Фридрих Незнанский - Убить ворона
– Слишком возвышенная аллегория. Я такими образами, Юрий Юрьевич, не мыслю.
– Напрасно, наше время подбрасывает еще более причудливые сочетания. Тебя, вероятно, пугает моя фамильярность, но ведь это всего лишь форма, а суть проста – наш альянс не просто поможет усидеть нам в креслах, но, возможно, поможет уцелеть и нашей совести. Мне чего-то не хочется ее, бедную, совсем придушить. Чего молчишь?
– Думаю. У меня сегодня собаку покусал один гангстер-бультерьер, и то я мучаюсь, что не смог защитить, а вы о совести в таком глобальном масштабе, – неожиданно признался Меркулов.
– В том-то и дело, великие дела обычно съедают великие идеи. А знаешь почему?
Меркулов молчал, вопрос был задан риторический.
– Потому что под великие дела вербуют множество баранов, которые готовы продолжать путь туда, куда пути, в сущности, нет, даже когда вождь почил в бозе. Людская глупость неостановима.
Меркулов с удивлением подумал, что где-то совсем недавно он уже слышал эту мысль, с каким-то другим окрасом, но очень похожую.

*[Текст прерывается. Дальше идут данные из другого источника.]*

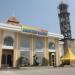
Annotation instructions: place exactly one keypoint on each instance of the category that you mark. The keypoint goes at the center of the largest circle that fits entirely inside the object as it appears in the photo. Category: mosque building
(28, 44)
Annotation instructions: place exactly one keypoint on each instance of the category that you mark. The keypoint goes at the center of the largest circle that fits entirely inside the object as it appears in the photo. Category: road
(47, 71)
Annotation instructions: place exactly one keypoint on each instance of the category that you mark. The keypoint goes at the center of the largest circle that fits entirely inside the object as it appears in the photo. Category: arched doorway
(7, 53)
(52, 54)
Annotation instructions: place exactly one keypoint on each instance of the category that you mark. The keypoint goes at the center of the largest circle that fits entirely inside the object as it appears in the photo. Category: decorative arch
(8, 41)
(51, 45)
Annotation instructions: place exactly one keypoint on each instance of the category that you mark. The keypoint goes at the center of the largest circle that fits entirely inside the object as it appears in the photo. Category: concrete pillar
(1, 42)
(32, 48)
(57, 52)
(46, 53)
(16, 53)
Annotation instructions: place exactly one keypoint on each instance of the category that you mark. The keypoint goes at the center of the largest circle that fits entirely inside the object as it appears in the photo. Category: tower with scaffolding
(65, 28)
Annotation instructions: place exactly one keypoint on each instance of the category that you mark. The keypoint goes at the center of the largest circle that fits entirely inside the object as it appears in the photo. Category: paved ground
(40, 71)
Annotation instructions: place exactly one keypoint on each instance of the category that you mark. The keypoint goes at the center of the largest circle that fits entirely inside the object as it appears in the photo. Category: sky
(39, 13)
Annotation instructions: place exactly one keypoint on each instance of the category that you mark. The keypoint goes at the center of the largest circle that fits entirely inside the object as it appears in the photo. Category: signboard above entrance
(34, 30)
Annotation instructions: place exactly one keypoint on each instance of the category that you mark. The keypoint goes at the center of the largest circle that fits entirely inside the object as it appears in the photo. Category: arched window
(51, 45)
(8, 41)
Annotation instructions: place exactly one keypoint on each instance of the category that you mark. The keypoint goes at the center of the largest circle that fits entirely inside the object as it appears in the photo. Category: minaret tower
(64, 20)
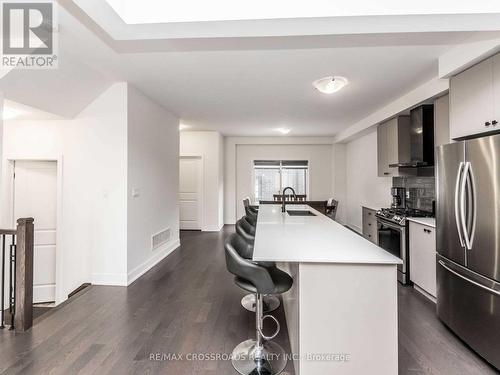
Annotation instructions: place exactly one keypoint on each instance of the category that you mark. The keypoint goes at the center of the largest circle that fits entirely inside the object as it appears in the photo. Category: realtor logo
(28, 35)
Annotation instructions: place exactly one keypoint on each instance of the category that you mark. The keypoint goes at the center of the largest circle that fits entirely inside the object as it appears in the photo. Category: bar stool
(251, 216)
(259, 356)
(270, 303)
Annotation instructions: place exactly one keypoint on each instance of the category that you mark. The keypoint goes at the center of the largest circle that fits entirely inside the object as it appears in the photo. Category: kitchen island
(342, 309)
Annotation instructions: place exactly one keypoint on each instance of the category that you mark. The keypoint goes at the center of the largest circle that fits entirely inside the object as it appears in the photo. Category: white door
(35, 195)
(190, 185)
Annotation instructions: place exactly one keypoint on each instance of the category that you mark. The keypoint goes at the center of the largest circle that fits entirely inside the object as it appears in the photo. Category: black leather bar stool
(270, 303)
(251, 216)
(259, 355)
(245, 230)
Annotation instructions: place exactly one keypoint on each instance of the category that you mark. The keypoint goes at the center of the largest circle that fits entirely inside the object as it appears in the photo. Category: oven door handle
(390, 225)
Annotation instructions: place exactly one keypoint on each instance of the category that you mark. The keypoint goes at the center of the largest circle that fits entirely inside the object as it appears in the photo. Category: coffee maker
(398, 198)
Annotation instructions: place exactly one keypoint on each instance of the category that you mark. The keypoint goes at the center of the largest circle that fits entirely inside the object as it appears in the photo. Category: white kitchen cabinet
(423, 257)
(474, 98)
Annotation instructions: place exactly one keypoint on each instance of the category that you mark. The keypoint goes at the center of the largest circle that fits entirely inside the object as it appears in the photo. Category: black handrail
(12, 276)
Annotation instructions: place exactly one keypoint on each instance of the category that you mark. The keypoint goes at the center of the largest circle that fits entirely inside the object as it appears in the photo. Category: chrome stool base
(270, 303)
(269, 360)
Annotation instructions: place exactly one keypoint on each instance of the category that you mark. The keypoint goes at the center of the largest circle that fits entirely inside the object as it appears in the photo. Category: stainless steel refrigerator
(468, 243)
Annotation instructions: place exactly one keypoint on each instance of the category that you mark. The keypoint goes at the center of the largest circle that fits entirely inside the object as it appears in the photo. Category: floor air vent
(160, 238)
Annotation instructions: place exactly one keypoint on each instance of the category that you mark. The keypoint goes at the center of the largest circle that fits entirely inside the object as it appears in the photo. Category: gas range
(399, 215)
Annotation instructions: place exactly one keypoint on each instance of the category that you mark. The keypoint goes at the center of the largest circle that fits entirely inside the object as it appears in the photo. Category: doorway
(190, 192)
(35, 195)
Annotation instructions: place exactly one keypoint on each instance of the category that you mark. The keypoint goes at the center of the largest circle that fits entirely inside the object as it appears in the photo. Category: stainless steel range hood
(419, 152)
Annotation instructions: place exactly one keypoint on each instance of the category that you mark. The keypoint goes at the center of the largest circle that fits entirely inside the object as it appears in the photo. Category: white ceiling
(238, 86)
(154, 11)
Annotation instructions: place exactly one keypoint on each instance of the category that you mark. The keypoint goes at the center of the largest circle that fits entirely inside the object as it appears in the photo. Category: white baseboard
(423, 292)
(212, 228)
(158, 255)
(115, 279)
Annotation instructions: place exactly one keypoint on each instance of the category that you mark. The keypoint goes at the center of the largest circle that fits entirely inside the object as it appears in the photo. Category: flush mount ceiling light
(283, 131)
(331, 84)
(9, 113)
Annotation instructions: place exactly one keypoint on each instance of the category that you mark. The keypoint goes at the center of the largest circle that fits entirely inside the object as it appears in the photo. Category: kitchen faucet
(283, 197)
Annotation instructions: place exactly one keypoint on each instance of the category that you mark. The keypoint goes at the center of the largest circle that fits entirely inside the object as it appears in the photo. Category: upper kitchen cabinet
(392, 138)
(442, 120)
(475, 99)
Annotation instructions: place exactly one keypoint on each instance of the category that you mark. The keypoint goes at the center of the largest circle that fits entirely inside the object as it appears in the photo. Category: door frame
(58, 159)
(201, 210)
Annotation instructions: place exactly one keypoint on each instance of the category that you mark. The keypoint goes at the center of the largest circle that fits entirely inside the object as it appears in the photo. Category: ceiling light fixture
(9, 113)
(331, 84)
(283, 131)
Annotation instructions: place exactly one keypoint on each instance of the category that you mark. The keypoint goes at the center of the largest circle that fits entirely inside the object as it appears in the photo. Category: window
(271, 176)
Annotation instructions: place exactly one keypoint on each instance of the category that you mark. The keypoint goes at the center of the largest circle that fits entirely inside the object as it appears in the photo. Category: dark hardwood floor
(189, 304)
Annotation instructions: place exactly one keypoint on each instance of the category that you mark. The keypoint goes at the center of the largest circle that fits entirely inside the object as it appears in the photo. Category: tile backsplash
(420, 191)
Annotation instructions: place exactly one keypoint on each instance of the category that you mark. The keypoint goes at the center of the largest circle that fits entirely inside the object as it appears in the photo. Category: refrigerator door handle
(472, 188)
(458, 203)
(493, 291)
(463, 220)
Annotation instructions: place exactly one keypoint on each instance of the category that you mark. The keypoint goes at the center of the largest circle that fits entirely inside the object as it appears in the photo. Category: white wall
(208, 145)
(339, 181)
(122, 140)
(237, 171)
(153, 173)
(91, 152)
(363, 186)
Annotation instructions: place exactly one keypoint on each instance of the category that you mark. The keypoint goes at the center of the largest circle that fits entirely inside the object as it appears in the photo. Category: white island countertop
(311, 239)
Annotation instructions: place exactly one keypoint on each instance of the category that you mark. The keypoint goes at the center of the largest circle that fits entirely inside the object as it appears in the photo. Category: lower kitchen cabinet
(423, 257)
(370, 225)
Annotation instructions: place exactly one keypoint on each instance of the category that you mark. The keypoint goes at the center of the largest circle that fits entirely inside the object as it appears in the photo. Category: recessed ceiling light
(331, 84)
(9, 113)
(283, 130)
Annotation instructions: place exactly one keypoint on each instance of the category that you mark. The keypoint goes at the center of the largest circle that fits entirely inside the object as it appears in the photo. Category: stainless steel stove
(392, 230)
(399, 215)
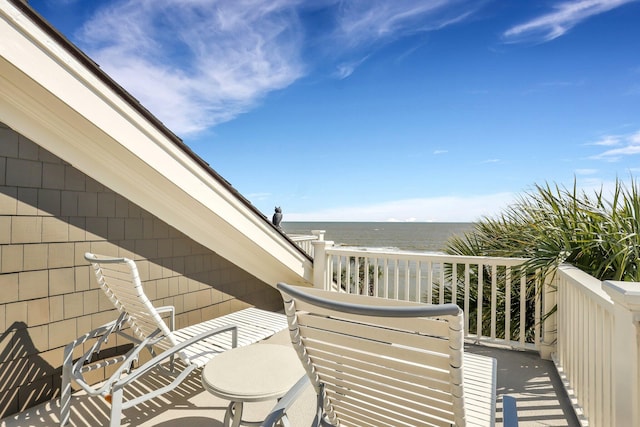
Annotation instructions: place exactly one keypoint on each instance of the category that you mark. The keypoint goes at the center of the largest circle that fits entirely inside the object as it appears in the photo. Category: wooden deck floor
(540, 399)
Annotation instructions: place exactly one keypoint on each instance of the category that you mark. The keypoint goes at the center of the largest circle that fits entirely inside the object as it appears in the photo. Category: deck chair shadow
(175, 353)
(374, 362)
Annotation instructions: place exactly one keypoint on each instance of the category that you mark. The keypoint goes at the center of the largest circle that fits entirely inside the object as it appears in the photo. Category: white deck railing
(305, 241)
(590, 328)
(584, 354)
(504, 293)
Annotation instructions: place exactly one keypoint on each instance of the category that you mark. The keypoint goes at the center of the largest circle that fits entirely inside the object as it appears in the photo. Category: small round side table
(253, 373)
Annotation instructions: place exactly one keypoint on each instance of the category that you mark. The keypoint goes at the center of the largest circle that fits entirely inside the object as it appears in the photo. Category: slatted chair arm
(284, 404)
(509, 411)
(154, 362)
(424, 310)
(104, 259)
(171, 309)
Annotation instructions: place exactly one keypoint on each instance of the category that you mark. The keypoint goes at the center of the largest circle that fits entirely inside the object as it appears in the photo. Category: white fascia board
(53, 99)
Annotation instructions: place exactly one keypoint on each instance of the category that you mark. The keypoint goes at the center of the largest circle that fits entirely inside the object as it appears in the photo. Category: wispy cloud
(626, 145)
(440, 209)
(584, 172)
(366, 21)
(198, 63)
(564, 16)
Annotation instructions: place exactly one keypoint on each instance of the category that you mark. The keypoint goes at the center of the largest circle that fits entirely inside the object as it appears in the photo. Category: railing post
(321, 261)
(549, 324)
(626, 300)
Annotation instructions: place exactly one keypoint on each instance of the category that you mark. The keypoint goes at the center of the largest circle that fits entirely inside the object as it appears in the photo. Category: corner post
(549, 324)
(321, 261)
(626, 300)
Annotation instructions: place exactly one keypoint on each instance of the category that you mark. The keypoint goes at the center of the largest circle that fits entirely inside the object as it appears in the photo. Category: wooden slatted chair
(142, 324)
(380, 362)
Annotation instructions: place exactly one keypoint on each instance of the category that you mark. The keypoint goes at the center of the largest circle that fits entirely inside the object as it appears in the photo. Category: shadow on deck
(532, 381)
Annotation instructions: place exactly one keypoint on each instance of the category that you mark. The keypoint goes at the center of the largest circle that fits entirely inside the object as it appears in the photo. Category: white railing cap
(625, 293)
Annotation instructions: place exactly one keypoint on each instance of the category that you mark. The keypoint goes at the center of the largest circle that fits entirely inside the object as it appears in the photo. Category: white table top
(253, 373)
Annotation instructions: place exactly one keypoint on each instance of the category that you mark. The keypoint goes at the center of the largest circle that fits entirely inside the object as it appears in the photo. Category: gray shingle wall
(50, 215)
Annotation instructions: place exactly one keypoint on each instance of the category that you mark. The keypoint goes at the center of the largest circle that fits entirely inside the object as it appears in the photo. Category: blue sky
(374, 110)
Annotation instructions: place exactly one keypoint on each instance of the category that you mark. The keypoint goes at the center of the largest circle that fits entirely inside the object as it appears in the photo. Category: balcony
(566, 345)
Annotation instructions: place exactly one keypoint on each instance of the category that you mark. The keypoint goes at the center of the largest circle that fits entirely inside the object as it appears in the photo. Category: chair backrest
(120, 280)
(379, 362)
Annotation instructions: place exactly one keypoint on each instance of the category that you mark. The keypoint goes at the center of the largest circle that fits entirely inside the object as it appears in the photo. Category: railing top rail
(302, 237)
(587, 284)
(426, 256)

– Вот, пожалуйста, – Малютов вздохнул, словно мехи гармошки растянул ухватистый гармонист, – полюбуйся. Нас уже обвиняют во взяточничестве. По некоторым данным, вор и рецидивист Чирков готовится к побегу. Каково? – Прокурор бросил на стол согнутый в четыре раза сегодняшний номер газеты.
Меркулов внимательно просмотрел заметку с пародирующим детскую сказку названием: «Я от дедушки ушел, я от бабушки ушел, а от тебя, Малютов, и подавно уйду…»

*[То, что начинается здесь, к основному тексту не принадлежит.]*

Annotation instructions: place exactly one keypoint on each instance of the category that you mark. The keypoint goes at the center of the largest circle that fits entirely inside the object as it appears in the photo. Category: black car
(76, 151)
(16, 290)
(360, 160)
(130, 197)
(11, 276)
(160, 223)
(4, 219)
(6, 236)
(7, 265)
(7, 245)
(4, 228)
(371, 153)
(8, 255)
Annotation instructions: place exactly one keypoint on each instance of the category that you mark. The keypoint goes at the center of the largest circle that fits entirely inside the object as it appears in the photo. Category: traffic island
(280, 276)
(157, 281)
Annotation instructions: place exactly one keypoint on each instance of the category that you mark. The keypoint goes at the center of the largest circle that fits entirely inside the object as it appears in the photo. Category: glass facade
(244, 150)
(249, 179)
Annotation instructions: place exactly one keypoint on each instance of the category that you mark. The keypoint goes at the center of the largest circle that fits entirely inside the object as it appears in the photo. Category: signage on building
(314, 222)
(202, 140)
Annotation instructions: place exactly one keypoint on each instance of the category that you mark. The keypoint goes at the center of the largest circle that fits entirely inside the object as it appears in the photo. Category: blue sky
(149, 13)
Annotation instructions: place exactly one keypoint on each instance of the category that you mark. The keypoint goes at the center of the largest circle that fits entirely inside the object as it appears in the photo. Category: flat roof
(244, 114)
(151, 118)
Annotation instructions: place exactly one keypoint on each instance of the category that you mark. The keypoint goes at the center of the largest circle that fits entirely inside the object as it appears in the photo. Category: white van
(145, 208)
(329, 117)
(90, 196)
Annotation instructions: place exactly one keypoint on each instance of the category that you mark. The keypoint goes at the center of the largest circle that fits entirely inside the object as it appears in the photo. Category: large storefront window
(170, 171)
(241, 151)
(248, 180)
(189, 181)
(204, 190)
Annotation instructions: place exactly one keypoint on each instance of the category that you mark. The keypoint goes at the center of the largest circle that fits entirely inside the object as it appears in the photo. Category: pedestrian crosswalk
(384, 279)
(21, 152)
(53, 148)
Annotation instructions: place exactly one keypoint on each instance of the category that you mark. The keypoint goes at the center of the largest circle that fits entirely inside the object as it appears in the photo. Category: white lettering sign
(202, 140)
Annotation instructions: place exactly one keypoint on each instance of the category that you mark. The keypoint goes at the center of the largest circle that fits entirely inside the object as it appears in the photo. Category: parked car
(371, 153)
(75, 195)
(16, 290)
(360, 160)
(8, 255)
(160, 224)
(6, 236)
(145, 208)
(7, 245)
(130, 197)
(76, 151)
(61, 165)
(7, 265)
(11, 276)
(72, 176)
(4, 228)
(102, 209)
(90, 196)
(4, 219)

– Вы расстроены, Юрий Юрьевич?
– Ничуть. Мне нужны материалы на Чиркова, весомые, доказательные, с полной картиной его поганой жизни. Должен же я, наконец, заявить миру о своем малютовском правлении. Почему же не с дела Чиркова? По-моему, типчик достойный?
– Достойный, без сомнения. Именно поэтому торопиться не следует. Понимаете, Юрий Юрьевич, тут не все просто, как кажется на первый взгляд. Вот есть у нас картина преступления, мотивы, потерпевшие, но чует мое сердце, что-то ускользает, где-то ниточка рвется.
– Выражайся яснее, Константин Дмитриевич. Чего тебе там никак не удается схватить?
– Яснее некуда. Кто-то стоит за Чирковым.
– Ага-а, – Малютов с шумом откинул свое грузное тело на спинку кресла и возложил руки замком на живот, где напряглась, готовая вырваться, пуговица его модного пиджака. – Думаешь кто?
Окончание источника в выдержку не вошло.